Sunday, January 28, 2018

Gone Girl

I've been recommended Gone Girl by Gillian Flynn severally, and heard praise of it, so I took it off my reading queue and actually read it over winter break. This book is a thriller, and a departure from my usual reading in tone and subject matter. The voice, however, is perfect: unreliable narrators, all the way down, like nesting Russian dolls.

The book is an incredible feat of writing, tightly-plotted, intricately-woven, a virtuosic demonstration of writerly skill in manipulating the readers' attention, curiosity, and mental state. I read it in two sittings, and the one break I took was when one chapter ended in too-dramatic of a cliffhanger; this let me put down the book in disgust at such blatant attention-pandering. (A few hours later I picked it up and finished it.)

That said, I didn't like this book.

It made me feel bad.

First it lured me in, with multiple first-person unreliable narrators and lots of interesting setups for the central mystery (a missing woman). The unreliable narrators are awesomely well-written --- it feels like a true glimpse into another mind, recognizably like my own. The book had several points where characters voiced those little internal thoughts that never rise to enough significance to be mentioned in conversation, but keep cycling back and become normal internal mental refrains. I always wonder how authors manage to figure out such things to add to their writing, and to do it so smoothly that it deeply resonates with me. (Maybe they're trying all the time, and I don't register the notes that fail to resonate?)
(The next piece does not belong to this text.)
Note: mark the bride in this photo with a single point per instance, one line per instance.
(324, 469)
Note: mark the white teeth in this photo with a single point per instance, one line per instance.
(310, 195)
Then, it gradually revealed that every. single. character. is a sociopath. Creepily, deviously, ingeniously. (And here I refer to both the characters and to the manner of reveal.) This was haunting, and unsettling, and --- I suppose, to give the genre its due --- thrilling. But horrible. I don't want to have such characters in my imagination, much less in the actual world I inhabit. I was actually upset about choices that these imaginary people were making in order to hurt each other, because I don't want to have such choices happen in the world around me. I don't want people to be evil, I don't want people to be hurt, I don't want people to hate each other. And this book is utterly, cleverly, unerringly twisted; the characters even acknowledge as much to each other:
"You two are the most fucked-up people I have ever met, and I specialize in fucked-up people." (page 415)
The book is a masterpiece of writing, but not the kind of recreational fiction that I ever want to experience. I don't like being frightened or disgusted for fun; I like a challenge, a puzzle, an unreliable narrator, and I don't mind philosophical or ethical quandaries, but I want people to learn and grow and improve. This book doesn't do that; it's purely down, a descent into vicious, bitter, resentful psychosis.

I do not recommend, unless you already know you like the "thriller" genre.

This post's theme word is dysphemism, "a detrimental phrase used deliberately in place of a nicer one." The opposite of euphemism. It's a novel, but I refer to it as "an odious sequence of insidious, brain-infecting, evil words."